PVcomB and AVANCIS launch joint MyCIGS research project in order to improve outdoor performance of thin film CIGS solar modules

FFT-Lab 02-2017 - enlarged view

The energy yields of CIGS modules and other technologies are studied under real world conditions on a outdoor testing platform at PVcomB. Credit: HZB

The Competence Centre Thin-Film- and Nanotechnology for Photovoltaics Berlin (PVcomB) is contributing its expertise to improving copper-indium-gallium-sulphide (CIGS) thin-film production in the MyCIGS collaborative research project. CIGS-module manufacturer AVANCIS in Munich is coordinating this project funded by the German Federal Ministry for Economic Affairs and Energy (BMWi). The Carl von Ossietzky University of Oldenburg (Oldenburg University) and Friedrich-Alexander-Universität Erlangen-Nuremberg (FAU) are also partners in the project.

Thin-film solar modules based on copper-indium-gallium-diselenide compounds, or CIGS for short, are highly efficient, economical, and versatile. [1] Thanks to their special properties, they can be employed not just on roofing, but for building cladding as well. Building-integrated Photovoltaics (BIPV) offer diverse new aesthetic configurations for architecture and will find a place on many more surfaces in urban environments.

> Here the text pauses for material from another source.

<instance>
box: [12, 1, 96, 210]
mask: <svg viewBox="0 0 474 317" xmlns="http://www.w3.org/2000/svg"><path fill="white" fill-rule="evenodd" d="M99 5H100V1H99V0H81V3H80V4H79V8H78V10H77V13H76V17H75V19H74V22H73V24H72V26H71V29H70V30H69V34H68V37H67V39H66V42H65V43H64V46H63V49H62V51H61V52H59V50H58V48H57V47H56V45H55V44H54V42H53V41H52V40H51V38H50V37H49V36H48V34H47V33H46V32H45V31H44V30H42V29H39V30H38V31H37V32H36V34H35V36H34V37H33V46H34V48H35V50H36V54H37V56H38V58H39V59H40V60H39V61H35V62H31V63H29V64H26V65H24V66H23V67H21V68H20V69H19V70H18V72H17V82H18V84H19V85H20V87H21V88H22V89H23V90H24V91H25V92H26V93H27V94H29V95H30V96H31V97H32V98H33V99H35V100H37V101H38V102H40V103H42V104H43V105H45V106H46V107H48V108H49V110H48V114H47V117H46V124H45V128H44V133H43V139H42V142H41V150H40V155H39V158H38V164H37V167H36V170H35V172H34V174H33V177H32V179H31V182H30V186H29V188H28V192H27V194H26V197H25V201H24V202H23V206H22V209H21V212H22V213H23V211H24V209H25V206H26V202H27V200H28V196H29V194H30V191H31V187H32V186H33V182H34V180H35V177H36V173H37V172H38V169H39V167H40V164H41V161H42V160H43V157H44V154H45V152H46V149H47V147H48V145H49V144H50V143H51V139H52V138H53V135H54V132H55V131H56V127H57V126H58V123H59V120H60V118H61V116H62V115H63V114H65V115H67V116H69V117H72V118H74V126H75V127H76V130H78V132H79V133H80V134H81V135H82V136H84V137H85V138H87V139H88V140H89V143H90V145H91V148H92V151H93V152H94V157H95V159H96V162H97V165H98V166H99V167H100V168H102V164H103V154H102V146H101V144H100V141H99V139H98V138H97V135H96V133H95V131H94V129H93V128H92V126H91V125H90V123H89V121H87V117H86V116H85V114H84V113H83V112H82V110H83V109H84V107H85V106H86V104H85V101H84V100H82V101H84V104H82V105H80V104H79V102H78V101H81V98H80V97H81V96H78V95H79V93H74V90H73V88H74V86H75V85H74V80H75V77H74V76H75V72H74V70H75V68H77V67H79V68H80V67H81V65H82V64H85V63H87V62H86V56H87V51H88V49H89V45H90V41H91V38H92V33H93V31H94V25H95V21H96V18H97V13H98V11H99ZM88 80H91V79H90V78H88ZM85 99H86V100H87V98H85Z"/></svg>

Improvement in energy yield

Whereas module efficiency has been the focus of previous projects, the MyCIGS project will address how to optimise the energy yield in actual applications, i.e. under realistic conditions of outdoor use. In addition to the efficiency, additional properties such as the temperature coefficients and the power output under conditions of low or diffuse illumination are critical factors. These also play an important role when employing CIGS modules in cladding and buildings. 

Expertise at PVcomB in CIGS thin film technology

“We have a lot of experience at PVcomB with characterising and tuning the performance of CIGS thin-films”, explains Dr. Reiner Klenk, in charge of the MyCIGS Project at PVcomB. Using the numerous measurement techniques that have been established at PVcomB, major parameters like temperature coefficients and behaviour under low light conditions can be traced back to physical processes in the solar module. The research project fits in with PVcomB’s strategy of going beyond manufacturing technologies and to also address topics such as encapsulation, reliability, outdoor measurements, and building integration.

New Outdoor Performance research group

As part of the Helmholtz Energy Systems Integration Project for the Future, a new research group headed by Dr. Carolin Ulbrich has just been established. This research group will now be able to measure the energy yields of CIGS modules as well as acquire data sets on local incident radiation and temperature by means of a outdoor testing platform at PVcomB.

Optimised modules

AVANCIS and PVcomB utilise differing technologies and materials in fabricating the individual layers of solar modules. Differing layers made by the project partners can be combined, thereby generating a combinatorial set of baseline data with which the influence of manufacturing technologies on the energy yield can be determined more accurately.

In addition, MyCIGS will benefit from the current PEARL TF-PV solar-era.net project in which PVcomB is augmenting its expertise in defect analysis of CIGS solar modules through collaboration with its German, Dutch, and Austrian institutional research partners, module manufacturers, and solar power station designers.